This story doesn’t seem to be getting a lot of play on the media – at any rate, I haven’t found anything on it without looking for it, except for a brief mention by Bill Maher.
Gov. LePage of Maine quietly had a set of paintings* taken down from the walls of Maine’s Department of Labor, reportedly because he received an anonymous fax saying that they reminded the sender of North Korean propaganda. LePage himself said that they were too one-sided, and fostered an anti-business attitude. He also quietly changed the names of rooms there from ones honoring labor leaders, including Franklin Roosevelt’s Labor Secretary, who had ties to Maine.
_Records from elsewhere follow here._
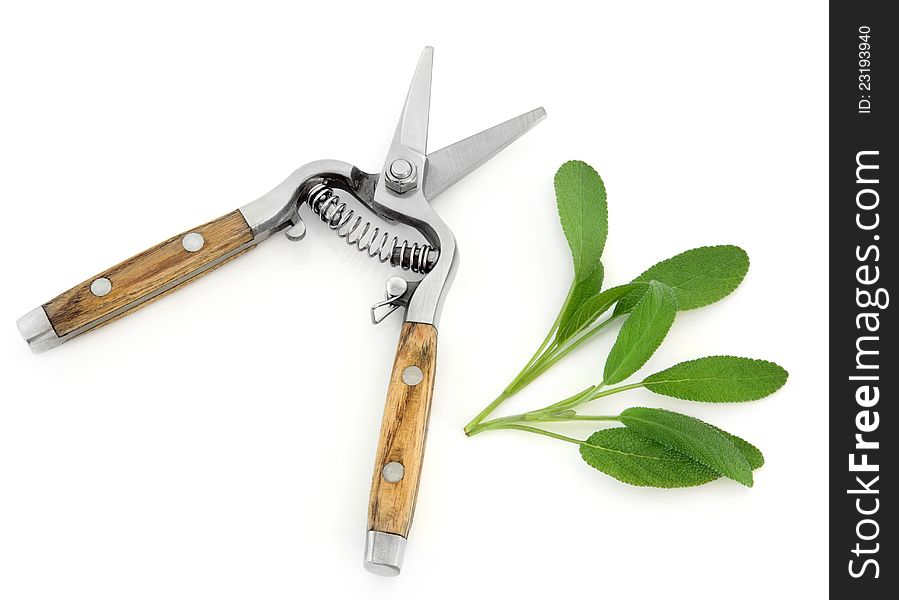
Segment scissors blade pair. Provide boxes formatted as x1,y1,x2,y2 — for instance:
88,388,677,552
424,107,546,201
385,46,546,201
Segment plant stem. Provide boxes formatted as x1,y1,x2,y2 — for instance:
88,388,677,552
465,282,575,435
488,424,584,445
506,315,616,395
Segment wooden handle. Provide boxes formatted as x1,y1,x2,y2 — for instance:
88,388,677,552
35,210,253,338
368,323,437,537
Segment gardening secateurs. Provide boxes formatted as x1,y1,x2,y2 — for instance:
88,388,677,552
18,48,546,575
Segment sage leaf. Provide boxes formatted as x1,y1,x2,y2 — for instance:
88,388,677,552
603,281,677,385
580,427,720,488
557,283,642,340
556,261,605,342
709,425,765,471
643,356,788,402
619,408,752,487
554,160,609,281
615,246,749,315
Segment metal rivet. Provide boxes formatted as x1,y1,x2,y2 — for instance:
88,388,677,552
403,365,425,385
381,461,406,483
390,158,412,179
91,277,112,296
181,233,206,252
384,275,409,299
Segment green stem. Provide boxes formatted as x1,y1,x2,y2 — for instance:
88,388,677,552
464,282,574,435
507,315,616,395
488,425,584,445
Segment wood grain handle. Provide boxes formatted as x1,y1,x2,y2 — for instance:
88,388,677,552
19,210,253,352
368,323,437,544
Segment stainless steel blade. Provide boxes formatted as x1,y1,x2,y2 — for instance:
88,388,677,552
394,46,434,155
424,107,546,201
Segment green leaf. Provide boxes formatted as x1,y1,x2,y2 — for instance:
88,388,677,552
580,427,720,488
709,425,765,471
603,281,677,385
644,356,788,402
619,407,752,487
554,160,609,281
615,246,749,315
556,261,605,342
556,283,642,340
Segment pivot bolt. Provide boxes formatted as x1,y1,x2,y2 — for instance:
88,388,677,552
386,158,418,194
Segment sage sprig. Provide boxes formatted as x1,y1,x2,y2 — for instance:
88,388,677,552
465,161,788,488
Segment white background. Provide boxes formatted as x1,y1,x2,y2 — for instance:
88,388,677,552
0,0,827,600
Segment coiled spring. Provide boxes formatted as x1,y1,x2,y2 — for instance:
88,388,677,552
306,183,440,273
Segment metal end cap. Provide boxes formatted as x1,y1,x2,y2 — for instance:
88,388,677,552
364,531,406,577
16,306,63,354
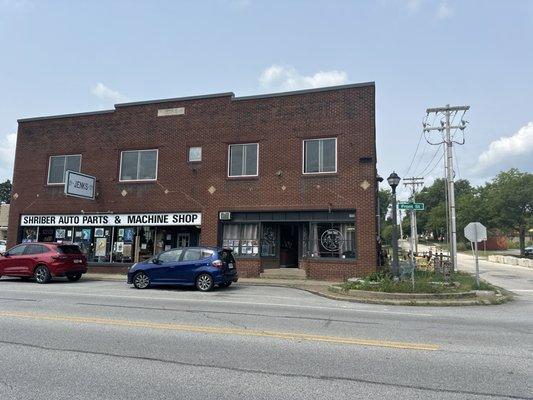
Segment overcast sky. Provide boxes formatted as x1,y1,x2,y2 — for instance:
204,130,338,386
0,0,533,200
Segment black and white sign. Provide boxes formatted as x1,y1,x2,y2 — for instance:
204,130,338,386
20,213,202,227
65,171,96,200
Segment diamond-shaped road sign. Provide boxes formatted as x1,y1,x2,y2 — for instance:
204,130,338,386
465,222,487,243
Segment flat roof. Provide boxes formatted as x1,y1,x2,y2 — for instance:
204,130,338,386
17,82,375,123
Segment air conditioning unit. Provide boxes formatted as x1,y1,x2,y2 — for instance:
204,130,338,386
219,211,231,221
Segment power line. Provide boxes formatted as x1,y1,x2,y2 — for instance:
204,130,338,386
423,104,470,271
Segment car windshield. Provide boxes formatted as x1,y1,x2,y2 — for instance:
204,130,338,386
57,245,81,254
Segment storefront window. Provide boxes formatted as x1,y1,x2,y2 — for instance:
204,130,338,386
222,224,259,257
261,223,278,257
303,222,355,258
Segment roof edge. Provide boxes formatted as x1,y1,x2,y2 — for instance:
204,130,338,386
17,110,115,123
233,81,376,101
115,92,235,108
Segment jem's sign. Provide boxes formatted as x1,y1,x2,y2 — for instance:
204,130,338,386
20,213,202,226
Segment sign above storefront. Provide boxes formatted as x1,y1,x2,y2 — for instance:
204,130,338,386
20,213,202,226
65,171,96,200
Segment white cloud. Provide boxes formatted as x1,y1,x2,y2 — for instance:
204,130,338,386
259,64,348,90
0,133,17,182
437,2,453,19
91,83,128,103
474,122,533,172
404,0,422,14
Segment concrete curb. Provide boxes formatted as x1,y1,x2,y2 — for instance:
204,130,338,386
84,273,512,307
328,285,513,306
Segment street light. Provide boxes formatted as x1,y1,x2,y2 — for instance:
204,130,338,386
387,172,401,277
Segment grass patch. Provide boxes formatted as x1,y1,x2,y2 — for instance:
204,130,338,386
343,271,496,293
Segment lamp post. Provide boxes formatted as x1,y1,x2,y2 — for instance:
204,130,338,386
387,172,401,277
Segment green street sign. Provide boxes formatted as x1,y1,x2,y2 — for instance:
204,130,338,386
398,202,425,211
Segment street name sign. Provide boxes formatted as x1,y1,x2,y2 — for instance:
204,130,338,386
65,171,96,200
398,202,425,211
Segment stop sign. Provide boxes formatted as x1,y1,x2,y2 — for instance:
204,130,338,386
465,222,487,242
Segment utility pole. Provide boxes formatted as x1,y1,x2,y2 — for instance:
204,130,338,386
403,177,424,257
423,104,470,271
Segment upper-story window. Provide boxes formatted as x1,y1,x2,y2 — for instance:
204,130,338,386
48,154,81,185
189,147,202,162
304,138,337,174
120,150,158,182
228,143,259,176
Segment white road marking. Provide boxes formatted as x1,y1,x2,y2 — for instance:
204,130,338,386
3,289,433,317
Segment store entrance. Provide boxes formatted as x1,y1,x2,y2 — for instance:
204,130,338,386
279,223,298,268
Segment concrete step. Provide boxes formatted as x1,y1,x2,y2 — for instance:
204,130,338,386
261,268,307,280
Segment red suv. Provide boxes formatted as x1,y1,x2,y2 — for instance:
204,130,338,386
0,243,87,283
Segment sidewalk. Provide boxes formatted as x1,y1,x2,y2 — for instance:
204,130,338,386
84,273,339,297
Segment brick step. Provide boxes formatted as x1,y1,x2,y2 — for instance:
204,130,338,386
261,268,307,280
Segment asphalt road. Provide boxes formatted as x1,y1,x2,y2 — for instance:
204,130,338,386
0,266,533,400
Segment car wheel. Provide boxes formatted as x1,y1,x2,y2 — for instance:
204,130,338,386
133,272,150,289
34,265,52,283
196,274,214,292
67,272,81,282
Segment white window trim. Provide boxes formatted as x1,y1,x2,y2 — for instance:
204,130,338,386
302,136,339,175
118,149,159,182
46,154,83,186
228,142,259,178
187,146,204,162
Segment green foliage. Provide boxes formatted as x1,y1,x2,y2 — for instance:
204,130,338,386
343,271,496,293
0,179,12,204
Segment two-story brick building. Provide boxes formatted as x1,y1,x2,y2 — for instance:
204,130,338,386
9,83,377,279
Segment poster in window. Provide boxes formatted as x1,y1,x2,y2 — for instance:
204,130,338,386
81,228,91,240
122,243,131,257
94,237,107,257
124,228,133,242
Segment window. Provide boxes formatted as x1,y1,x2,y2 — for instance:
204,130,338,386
8,244,26,256
304,138,337,174
24,244,48,255
189,147,202,162
57,245,81,254
158,249,183,262
303,222,355,258
48,154,81,185
228,143,259,176
222,224,259,257
120,150,158,181
183,249,202,261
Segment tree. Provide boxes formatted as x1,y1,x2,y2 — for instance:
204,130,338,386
0,179,12,204
484,168,533,256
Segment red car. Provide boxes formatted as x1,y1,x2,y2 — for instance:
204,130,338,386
0,243,87,283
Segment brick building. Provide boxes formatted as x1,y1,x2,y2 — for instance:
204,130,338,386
8,83,377,279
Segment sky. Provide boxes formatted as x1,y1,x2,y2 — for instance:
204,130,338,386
0,0,533,197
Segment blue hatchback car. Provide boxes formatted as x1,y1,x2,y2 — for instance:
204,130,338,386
128,247,239,292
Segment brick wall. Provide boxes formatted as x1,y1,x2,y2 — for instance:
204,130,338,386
8,84,376,274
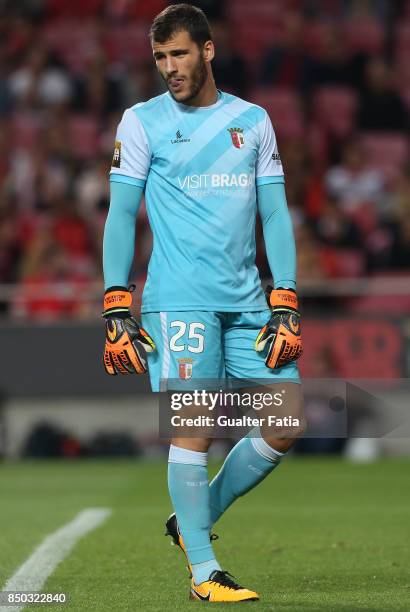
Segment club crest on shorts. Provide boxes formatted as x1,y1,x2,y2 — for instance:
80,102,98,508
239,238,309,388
228,128,245,149
178,357,194,380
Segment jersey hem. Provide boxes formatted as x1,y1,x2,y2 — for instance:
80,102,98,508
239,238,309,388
109,172,146,188
141,304,269,313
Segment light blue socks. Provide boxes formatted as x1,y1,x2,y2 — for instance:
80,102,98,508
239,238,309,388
168,445,221,584
168,432,284,584
209,430,284,525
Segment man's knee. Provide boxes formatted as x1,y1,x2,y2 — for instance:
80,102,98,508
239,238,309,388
171,438,212,453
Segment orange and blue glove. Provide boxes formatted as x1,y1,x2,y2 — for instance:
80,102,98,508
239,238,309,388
103,287,155,376
255,285,303,369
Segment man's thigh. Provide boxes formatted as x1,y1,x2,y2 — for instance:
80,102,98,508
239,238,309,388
222,308,299,383
142,311,225,391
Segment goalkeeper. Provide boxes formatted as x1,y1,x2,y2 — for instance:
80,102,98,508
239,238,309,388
104,4,302,602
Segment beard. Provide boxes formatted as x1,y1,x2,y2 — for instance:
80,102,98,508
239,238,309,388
164,55,208,104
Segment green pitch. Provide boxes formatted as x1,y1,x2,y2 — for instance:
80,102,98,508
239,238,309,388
0,458,410,612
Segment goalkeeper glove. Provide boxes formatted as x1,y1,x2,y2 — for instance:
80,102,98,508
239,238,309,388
103,287,155,376
255,285,302,369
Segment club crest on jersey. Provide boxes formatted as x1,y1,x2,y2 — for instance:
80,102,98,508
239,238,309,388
178,358,194,380
228,128,245,149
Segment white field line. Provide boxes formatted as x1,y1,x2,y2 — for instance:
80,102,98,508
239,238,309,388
0,508,111,612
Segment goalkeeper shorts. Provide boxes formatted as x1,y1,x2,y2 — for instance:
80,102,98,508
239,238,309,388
142,308,299,391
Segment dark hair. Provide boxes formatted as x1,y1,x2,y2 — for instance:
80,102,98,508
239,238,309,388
149,4,212,47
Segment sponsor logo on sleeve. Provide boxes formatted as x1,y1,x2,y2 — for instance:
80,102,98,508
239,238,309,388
178,357,194,380
228,128,245,149
111,140,121,168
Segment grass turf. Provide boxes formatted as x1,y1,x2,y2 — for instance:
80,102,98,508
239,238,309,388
0,459,410,612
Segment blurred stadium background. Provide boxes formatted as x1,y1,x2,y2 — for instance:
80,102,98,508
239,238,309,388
0,0,410,458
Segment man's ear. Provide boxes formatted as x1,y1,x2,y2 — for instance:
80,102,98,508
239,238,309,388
202,40,215,62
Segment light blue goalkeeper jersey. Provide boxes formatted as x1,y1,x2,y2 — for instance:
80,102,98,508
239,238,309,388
110,92,284,312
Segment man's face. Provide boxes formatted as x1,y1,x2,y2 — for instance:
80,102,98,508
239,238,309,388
152,31,208,103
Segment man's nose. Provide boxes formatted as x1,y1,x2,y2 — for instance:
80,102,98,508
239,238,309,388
165,56,177,75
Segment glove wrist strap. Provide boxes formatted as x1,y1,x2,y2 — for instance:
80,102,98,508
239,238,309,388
103,287,132,317
269,289,298,311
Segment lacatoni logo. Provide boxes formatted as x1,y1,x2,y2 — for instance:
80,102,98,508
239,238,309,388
178,172,254,190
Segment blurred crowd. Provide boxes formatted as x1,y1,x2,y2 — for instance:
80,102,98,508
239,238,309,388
0,0,410,318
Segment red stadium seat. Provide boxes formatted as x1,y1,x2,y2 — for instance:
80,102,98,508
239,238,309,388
104,24,152,66
12,112,40,149
250,87,304,139
43,19,98,73
313,86,357,137
397,23,410,55
361,132,409,179
232,19,281,69
69,115,100,159
227,0,283,23
343,18,386,53
322,248,365,278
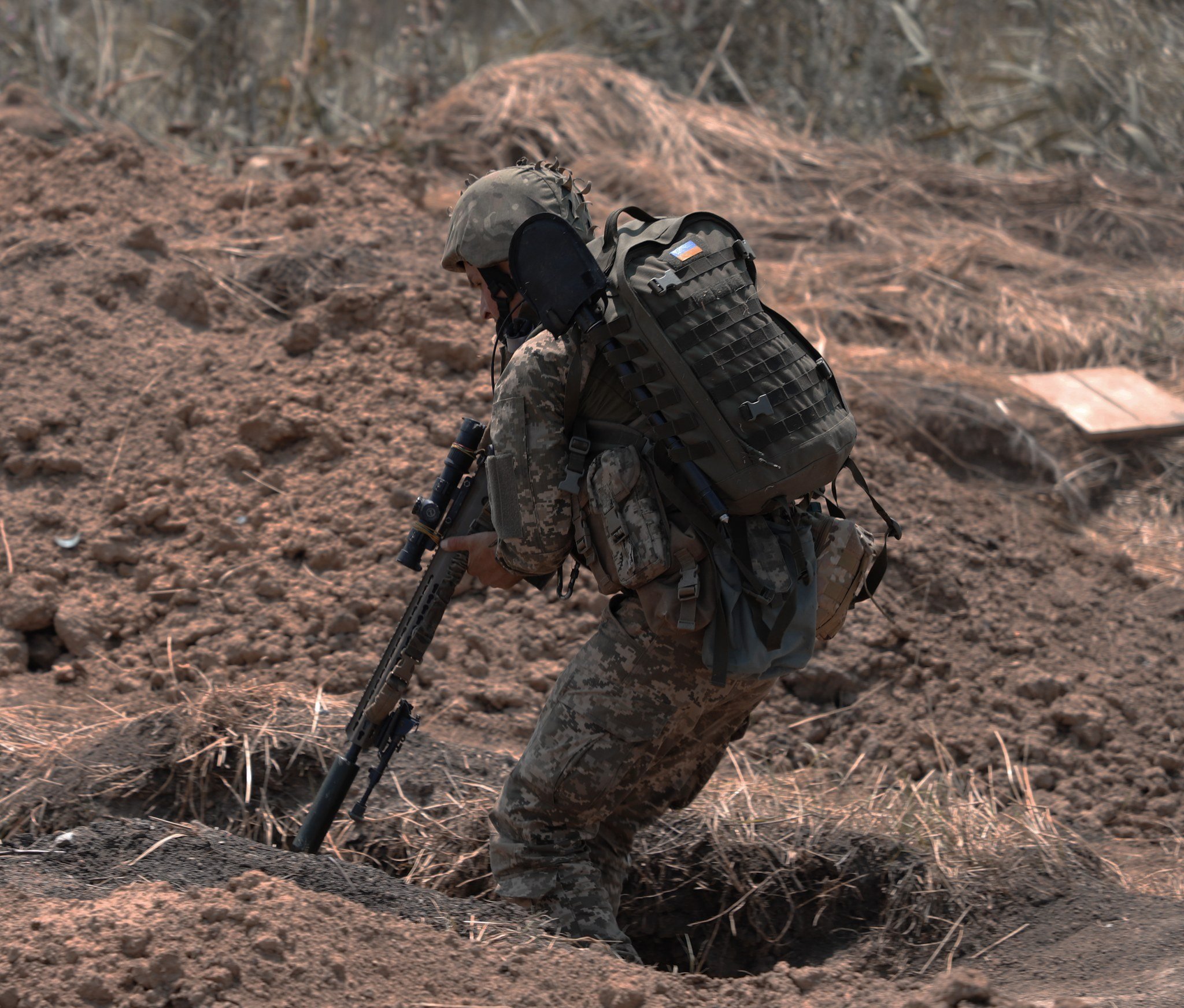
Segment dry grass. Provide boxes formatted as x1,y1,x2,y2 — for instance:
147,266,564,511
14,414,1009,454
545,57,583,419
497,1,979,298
0,685,1109,970
416,54,1184,576
415,54,1184,380
0,685,331,843
0,0,1184,173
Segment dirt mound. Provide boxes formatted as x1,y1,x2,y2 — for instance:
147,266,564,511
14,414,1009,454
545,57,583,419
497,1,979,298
0,104,1184,1006
0,820,1084,1008
415,53,1184,383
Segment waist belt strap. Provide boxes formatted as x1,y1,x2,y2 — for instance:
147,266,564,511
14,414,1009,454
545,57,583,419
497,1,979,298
674,549,698,631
this has sparked a tremendous backlash, with lots of coverage if you look for it:
My question is – why did he do this. Even he admittedly regrets doing this, or at least doing it now, because it’s obscuring other issues. But this looks exactly like a provocative move, intended to upset people. Why the hell do something like this otherwise? It has no practical aspects and clearly only has symbolic value. the minuscule value of being able to brag to someone that you took down what you perceive to be anti-business art doesn’t seem at all worth the chance of a spectacle like this, where not only are you political opponents pissed, but you have the art establishments, the Federal agency who funded the art installation, and even Senators in your own party complaining about it.
So was this an unintended screwup? Or a deliberate move whose ultimate purpose I can’t see yet?